I cried when I read this. Cried because even though the logistics of changing a diaper and knowing how to clean up a crib full of throw-up like what greeted me this morning, are much easier than when I was new to it all, the emotional adjustment that accompanies a complete change in one's identity is still ongoing for me. There are days when I long to feel that feigned importance of having classes to attend and a job to report to. When, simply put, everything in my life revolved around...me. And since "me" is not a very high maintenance person, not much energy was expended in keeping care of myself :) I could slide by with grocery shopping maybe a couple times a month, and live off oatmeal and peanut butter. I could put off doing laundry for as long as I dared. I could be with myself and my own thoughts without being interrupted. Yes, I know that you're probably thinking that not much has changed. And that is part of the problem, I will admit.

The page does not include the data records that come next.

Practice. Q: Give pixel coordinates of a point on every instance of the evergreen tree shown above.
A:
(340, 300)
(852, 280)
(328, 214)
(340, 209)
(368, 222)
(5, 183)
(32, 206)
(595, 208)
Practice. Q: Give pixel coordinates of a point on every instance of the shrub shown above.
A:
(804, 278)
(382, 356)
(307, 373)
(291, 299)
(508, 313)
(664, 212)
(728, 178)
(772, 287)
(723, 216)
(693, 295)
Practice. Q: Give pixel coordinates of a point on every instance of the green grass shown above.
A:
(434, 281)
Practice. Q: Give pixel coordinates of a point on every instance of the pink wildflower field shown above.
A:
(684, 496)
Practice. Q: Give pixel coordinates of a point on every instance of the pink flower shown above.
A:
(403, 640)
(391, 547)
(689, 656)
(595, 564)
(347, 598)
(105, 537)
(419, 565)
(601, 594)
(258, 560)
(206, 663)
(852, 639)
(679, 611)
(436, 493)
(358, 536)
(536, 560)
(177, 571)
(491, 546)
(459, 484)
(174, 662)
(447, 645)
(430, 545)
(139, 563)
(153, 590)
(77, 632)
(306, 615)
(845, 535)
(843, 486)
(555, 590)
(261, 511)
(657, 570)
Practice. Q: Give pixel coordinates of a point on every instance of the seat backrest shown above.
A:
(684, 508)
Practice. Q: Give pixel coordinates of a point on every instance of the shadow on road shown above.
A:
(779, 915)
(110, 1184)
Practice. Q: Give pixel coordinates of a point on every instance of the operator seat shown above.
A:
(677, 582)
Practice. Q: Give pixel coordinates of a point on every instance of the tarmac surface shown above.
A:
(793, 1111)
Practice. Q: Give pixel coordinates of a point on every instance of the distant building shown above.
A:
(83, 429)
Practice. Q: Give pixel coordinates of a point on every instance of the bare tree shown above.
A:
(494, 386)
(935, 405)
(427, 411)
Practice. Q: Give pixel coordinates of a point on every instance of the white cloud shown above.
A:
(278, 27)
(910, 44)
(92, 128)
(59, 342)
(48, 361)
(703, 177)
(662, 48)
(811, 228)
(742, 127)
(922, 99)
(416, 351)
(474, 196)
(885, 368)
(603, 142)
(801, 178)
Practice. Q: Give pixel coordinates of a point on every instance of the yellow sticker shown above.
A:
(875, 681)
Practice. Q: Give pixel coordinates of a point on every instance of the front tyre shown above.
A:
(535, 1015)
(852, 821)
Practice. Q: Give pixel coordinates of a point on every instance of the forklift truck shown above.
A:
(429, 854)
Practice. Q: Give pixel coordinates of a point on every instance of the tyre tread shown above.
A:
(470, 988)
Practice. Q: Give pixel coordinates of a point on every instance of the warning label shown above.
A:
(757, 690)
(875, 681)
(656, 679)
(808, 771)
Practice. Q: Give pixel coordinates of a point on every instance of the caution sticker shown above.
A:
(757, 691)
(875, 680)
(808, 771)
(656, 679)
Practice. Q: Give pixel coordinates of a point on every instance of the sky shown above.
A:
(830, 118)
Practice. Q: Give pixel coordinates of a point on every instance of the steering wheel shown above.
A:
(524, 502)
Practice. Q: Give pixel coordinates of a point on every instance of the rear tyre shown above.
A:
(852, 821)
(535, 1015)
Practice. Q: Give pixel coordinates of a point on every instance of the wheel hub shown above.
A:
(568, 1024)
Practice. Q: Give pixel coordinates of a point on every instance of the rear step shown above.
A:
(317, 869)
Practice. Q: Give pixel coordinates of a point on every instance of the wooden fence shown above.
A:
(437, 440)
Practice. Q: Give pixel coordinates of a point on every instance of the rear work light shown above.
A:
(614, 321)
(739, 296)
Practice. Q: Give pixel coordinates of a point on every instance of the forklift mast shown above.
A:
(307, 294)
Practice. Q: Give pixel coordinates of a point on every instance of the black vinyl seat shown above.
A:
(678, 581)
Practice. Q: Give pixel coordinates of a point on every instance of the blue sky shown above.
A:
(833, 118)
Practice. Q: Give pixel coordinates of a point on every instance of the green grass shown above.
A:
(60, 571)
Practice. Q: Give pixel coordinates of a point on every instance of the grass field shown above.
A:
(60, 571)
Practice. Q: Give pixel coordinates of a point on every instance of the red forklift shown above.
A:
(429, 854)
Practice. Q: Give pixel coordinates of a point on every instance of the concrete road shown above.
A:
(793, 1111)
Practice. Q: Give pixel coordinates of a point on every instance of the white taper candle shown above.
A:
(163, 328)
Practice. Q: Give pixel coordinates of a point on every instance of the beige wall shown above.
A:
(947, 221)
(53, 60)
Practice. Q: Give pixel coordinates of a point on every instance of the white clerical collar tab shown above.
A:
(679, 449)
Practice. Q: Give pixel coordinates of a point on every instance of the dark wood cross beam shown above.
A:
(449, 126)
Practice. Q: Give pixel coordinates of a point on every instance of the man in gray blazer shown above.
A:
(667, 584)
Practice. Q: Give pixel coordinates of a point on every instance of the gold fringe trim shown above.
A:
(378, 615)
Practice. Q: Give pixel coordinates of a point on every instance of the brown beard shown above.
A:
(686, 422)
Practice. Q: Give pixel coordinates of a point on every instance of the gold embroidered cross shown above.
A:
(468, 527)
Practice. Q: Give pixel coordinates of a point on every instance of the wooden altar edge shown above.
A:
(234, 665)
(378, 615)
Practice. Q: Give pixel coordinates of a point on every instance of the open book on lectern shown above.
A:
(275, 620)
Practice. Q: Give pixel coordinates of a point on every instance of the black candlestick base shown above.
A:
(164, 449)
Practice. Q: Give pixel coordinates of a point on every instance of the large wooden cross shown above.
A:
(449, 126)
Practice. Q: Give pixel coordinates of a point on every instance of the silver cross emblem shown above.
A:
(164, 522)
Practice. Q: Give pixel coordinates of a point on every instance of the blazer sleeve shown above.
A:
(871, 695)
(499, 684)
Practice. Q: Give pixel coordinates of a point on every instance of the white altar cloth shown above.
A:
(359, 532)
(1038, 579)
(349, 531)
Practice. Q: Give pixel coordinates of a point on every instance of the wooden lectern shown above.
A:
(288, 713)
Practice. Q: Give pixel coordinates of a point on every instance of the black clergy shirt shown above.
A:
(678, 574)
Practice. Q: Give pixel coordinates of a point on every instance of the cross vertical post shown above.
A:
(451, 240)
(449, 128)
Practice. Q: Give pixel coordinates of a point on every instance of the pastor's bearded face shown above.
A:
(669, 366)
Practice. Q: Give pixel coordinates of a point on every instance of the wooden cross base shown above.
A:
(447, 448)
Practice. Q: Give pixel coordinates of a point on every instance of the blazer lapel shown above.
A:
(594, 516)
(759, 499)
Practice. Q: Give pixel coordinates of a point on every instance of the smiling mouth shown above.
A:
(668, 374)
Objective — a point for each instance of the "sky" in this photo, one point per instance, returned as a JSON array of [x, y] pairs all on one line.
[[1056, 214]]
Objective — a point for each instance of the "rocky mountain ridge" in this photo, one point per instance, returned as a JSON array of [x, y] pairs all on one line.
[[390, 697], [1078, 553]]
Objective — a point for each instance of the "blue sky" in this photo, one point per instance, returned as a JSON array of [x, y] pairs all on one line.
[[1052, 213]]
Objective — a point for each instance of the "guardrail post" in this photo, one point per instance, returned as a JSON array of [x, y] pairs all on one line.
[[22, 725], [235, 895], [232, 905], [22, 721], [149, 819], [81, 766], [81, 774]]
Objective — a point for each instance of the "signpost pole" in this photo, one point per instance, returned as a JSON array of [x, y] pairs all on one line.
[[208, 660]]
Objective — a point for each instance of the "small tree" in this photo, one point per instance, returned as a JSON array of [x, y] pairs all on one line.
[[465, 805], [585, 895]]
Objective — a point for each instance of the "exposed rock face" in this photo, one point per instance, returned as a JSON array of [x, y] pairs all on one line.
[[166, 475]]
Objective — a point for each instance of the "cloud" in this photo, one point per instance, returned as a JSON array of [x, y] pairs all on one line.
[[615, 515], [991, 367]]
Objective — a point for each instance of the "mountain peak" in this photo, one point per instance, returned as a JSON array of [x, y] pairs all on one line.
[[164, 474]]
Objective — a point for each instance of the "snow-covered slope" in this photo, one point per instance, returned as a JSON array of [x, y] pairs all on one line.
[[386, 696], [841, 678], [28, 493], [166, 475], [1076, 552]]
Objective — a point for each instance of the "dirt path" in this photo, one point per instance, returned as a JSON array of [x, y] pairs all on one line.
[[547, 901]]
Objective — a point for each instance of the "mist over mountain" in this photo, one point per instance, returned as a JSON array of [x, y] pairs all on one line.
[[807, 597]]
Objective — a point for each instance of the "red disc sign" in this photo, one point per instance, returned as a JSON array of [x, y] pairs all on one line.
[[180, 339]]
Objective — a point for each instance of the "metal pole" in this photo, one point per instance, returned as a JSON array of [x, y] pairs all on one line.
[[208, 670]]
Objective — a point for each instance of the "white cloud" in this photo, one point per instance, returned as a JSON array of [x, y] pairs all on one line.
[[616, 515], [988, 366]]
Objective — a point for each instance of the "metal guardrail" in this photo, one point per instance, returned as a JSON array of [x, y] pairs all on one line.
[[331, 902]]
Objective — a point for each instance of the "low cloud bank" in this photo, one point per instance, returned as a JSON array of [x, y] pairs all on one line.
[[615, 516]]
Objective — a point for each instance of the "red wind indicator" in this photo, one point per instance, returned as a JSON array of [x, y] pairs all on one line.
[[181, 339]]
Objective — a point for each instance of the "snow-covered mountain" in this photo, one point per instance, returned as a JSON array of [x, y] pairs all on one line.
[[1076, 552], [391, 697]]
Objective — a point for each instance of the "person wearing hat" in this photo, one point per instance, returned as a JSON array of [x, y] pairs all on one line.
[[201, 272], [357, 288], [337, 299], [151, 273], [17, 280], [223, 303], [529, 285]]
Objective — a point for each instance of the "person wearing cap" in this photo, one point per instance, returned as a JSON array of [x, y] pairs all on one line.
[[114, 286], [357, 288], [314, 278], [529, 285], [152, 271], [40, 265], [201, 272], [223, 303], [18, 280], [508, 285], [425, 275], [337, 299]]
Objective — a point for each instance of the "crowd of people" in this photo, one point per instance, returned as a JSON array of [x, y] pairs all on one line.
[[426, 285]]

But what has changed is the presence of JPEG in my life. Oh how I love them. And maybe that is the other reason why I cried. Because try as I might to take mental photographs of every little moment that fills me with wonder, I know these days are fleeting. That Phineas will soon be running instead of displaying his tentative bow-legged waddle. That Ellie will soon be proficient at pronouncing "tr" instead of substituting the sound with an "f" (although, that will be less of a shock to my ears when she relentlessly yells at me to look at the "truck"). And that Gracie will not constantly be at my side gifting complements to every stranger she sees; the very compliments that I think of but have lost the child-like purity and fearlessness to voice. And even our days of living on love, with absolutely no money, might one day be a thing of the past.

And so the next time I bemoan to Jacob that my youthfulness and prime of life is wasting away in this basement apartment of ours, I will stop. Because when I am completely honest with myself, I know now that I really didn't have anything of huge importance to do before all this. I think I thought I did. And it was easy to convince myself that I was good at whatever I was doing. But now I'm engulfed in the real thing. I am not just pretending to be someone important anymore. And sometimes this scares me. But most of the time it has me laughing, crying, teaching, playing, sometimes cleaning, but mostly loving.